2012, R, 94 min. Directed by Boaz Yakin. Starring Jason Statham, Catherine Chan, Chris Sarandon, Robert John Burke, Reggie Lee, Danny Hoch, James Hong, Joseph Sikora, Sándor Técsy.
REVIEWED By Marc Savlov, Fri., April 27, 2012
Jason Statham has made a career out of dividing genre film fans into "love him" or "hate him" camps, and never the twain shall meet. Safe continues the Stathamization of action filmmaking (i.e., balding tough guys with extremely dry senses of humor and unlimited supplies of ammunition), and while it's not the actor's best work, it's also, by far, not his worst. For the record, Statham's early films for Guy Ritchie rank as his genuine thespian pinnacle and, for my money, his work in last year's witless and pedestrian The Mechanic was a career nadir.
Safe, which I suspect went through a number of last-minute script revisions, begins promisingly with Mei (Chan), a young Chinese girl, kidnapped by a Beijing mob boss (Big Trouble in Little China's Lo Pan himself, James Hong), who plans to use Mei's genius-level mathematical skills and photographic memory to further his operations in New York City's Chinatown. Meanwhile, Statham's Luke Wright – a mixed-martial artist and ex-cop whose family is executed by the Russian mob – gets his ass handed to him on a blue plate special by the corrupt NYPD goons whom he ratted out post-9/11. The Russians’ caveat: From this point on, anyone he befriends will be killed, thus redefining the concept of "alone in a crowd." The plot gets downright byzantine fast, with everyone out to either capture or kill young Mei.
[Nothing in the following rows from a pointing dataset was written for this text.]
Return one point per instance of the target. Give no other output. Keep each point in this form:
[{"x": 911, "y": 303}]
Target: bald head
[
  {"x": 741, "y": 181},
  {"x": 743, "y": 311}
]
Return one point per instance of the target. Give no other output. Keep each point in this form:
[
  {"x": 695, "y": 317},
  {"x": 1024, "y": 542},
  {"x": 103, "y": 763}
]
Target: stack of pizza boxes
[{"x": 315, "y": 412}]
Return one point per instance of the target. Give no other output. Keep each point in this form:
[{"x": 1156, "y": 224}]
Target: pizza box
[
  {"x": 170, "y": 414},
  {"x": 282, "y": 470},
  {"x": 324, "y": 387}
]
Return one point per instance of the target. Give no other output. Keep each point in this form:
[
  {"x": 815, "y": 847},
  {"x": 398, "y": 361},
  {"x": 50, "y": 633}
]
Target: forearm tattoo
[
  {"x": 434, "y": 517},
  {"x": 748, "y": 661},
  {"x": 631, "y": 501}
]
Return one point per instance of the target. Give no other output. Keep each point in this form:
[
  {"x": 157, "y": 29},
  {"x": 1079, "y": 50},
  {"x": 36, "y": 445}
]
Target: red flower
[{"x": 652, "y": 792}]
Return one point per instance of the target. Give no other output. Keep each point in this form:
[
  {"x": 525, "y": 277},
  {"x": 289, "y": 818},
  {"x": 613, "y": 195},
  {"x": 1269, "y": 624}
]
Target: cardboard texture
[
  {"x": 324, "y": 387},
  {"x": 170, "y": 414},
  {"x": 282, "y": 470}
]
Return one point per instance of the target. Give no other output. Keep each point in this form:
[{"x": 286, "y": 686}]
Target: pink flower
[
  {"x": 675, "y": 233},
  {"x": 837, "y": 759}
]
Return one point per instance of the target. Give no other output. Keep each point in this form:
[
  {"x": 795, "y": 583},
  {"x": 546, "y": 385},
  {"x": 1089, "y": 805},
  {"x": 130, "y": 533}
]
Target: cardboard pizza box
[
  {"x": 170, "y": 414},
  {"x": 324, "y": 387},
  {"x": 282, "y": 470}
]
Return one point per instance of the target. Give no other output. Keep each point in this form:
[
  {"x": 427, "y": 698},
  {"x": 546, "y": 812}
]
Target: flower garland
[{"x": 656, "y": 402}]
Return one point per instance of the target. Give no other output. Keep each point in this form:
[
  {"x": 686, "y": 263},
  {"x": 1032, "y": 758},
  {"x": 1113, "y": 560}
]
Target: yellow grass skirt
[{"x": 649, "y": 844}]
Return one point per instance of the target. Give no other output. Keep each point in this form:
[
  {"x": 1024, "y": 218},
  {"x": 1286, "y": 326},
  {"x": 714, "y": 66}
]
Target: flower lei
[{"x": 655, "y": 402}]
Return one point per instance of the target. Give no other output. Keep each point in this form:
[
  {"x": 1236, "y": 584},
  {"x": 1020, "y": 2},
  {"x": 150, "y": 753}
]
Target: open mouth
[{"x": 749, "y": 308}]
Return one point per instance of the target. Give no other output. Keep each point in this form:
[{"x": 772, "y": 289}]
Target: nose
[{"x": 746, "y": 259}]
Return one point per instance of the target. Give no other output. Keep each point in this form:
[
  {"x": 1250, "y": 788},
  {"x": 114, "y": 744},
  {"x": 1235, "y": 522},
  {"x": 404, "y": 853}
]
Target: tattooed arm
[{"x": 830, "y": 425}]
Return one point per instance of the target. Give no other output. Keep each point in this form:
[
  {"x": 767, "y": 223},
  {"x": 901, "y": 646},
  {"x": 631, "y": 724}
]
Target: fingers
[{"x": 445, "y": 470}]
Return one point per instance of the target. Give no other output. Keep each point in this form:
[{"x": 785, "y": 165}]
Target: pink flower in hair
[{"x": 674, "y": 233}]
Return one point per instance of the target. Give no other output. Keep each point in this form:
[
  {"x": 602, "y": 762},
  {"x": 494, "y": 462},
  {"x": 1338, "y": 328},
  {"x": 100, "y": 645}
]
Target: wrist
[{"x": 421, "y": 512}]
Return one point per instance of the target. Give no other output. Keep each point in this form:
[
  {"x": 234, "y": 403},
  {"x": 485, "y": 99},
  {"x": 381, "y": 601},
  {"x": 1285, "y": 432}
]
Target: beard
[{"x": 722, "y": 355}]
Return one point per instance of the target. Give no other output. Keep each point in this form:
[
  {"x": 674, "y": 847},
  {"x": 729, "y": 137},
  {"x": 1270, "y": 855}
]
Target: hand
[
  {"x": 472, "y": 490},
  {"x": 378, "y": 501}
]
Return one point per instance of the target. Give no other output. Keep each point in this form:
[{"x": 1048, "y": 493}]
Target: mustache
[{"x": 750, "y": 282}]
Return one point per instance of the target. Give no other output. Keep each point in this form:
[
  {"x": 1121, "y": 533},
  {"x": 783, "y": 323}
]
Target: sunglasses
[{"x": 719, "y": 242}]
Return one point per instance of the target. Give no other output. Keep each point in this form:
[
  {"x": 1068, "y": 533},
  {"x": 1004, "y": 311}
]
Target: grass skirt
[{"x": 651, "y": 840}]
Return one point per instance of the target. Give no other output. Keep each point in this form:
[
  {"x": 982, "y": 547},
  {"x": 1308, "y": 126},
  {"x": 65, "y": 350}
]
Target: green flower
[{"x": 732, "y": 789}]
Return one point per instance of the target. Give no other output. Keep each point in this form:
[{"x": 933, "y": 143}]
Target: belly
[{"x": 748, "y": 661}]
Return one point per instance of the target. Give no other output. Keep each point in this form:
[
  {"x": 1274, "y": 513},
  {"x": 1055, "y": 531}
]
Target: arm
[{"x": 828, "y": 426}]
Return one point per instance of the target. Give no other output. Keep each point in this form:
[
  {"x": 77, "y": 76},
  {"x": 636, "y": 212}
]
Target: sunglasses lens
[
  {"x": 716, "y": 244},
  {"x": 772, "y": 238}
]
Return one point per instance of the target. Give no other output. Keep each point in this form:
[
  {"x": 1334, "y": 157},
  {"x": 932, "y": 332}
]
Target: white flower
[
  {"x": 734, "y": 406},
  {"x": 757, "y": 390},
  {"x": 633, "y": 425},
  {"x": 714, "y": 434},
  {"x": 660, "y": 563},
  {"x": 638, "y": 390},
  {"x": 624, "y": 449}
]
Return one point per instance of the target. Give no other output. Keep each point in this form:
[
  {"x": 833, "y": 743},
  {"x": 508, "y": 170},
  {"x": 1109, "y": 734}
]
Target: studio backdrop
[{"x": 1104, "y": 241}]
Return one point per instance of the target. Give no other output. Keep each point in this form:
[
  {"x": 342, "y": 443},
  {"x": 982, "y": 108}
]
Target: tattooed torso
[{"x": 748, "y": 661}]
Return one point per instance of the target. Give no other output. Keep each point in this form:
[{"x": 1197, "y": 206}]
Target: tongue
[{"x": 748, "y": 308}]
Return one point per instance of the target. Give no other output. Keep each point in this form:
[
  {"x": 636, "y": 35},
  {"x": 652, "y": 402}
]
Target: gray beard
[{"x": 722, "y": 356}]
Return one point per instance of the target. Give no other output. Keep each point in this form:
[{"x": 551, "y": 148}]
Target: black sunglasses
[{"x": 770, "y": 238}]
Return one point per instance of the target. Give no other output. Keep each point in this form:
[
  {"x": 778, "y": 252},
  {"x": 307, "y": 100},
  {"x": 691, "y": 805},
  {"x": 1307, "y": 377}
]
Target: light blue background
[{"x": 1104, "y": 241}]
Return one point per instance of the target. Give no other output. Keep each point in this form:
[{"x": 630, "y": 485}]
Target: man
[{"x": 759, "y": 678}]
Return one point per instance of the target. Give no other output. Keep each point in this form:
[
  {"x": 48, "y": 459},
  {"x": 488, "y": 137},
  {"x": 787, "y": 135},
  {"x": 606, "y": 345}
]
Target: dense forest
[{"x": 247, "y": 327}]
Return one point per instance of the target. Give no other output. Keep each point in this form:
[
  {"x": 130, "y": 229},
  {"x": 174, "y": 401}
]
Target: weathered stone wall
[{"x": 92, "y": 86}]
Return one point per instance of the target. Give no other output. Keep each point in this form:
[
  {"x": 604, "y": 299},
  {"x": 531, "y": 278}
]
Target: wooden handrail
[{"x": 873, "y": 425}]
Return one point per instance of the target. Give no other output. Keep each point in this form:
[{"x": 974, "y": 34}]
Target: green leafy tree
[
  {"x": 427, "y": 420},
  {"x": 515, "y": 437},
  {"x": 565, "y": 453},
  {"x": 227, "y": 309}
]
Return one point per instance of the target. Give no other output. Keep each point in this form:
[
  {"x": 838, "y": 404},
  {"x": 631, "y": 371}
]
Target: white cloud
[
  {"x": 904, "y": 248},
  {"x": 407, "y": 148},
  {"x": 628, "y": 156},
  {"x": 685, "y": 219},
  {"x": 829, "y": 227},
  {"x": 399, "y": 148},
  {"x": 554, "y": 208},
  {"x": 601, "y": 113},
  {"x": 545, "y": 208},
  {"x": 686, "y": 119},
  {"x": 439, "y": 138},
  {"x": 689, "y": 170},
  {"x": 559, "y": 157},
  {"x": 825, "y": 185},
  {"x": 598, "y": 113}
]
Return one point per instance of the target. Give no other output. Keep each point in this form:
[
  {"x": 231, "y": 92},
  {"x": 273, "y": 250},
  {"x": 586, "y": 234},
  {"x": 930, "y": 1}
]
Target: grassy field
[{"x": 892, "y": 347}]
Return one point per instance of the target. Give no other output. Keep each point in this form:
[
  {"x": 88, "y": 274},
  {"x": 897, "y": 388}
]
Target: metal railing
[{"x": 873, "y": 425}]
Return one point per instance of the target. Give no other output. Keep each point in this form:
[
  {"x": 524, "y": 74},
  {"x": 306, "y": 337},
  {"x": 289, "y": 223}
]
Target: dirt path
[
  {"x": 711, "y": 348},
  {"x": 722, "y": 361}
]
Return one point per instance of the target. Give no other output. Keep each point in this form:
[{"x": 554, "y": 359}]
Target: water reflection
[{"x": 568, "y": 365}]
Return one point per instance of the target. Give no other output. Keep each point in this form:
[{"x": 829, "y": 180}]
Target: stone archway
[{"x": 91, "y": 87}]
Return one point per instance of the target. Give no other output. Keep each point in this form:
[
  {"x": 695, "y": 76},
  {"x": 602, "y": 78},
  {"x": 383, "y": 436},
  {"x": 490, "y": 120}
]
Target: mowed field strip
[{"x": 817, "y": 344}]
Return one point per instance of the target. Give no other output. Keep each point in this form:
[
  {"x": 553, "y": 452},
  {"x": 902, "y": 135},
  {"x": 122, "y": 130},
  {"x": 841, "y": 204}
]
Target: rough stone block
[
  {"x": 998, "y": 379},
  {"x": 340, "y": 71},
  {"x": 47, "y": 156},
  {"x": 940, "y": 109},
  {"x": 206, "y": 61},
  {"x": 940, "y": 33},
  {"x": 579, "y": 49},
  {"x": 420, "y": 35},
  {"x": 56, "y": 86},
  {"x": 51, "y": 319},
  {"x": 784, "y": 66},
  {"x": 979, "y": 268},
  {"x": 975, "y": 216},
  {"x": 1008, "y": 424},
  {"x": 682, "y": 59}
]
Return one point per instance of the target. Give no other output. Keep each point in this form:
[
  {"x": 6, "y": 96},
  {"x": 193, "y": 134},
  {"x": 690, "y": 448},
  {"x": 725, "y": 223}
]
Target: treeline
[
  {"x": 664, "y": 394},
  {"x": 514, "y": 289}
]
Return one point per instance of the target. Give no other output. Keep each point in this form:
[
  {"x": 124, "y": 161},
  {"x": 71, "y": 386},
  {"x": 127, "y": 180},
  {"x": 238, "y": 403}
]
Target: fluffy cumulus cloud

Who cares where this narrative is going? Getting there is all the fun, although if you're not a Statham fan to begin with there's nothing particularly fun about it.
What Statham ought to do is more of the extreme, comic violence he so very ably excelled at in Mark Neveldine and Brian Taylor's freaky-ass double-header, Crank and Crank: High Voltage. Enough already with the pointless gun battles that litter Safe like spent syringes in a shooting gallery. No matter how spastically you edit them, you'll never top John Woo's early work, or, for that matter, Sam Peckinpah's. Aim higher, even if it means fewer hits.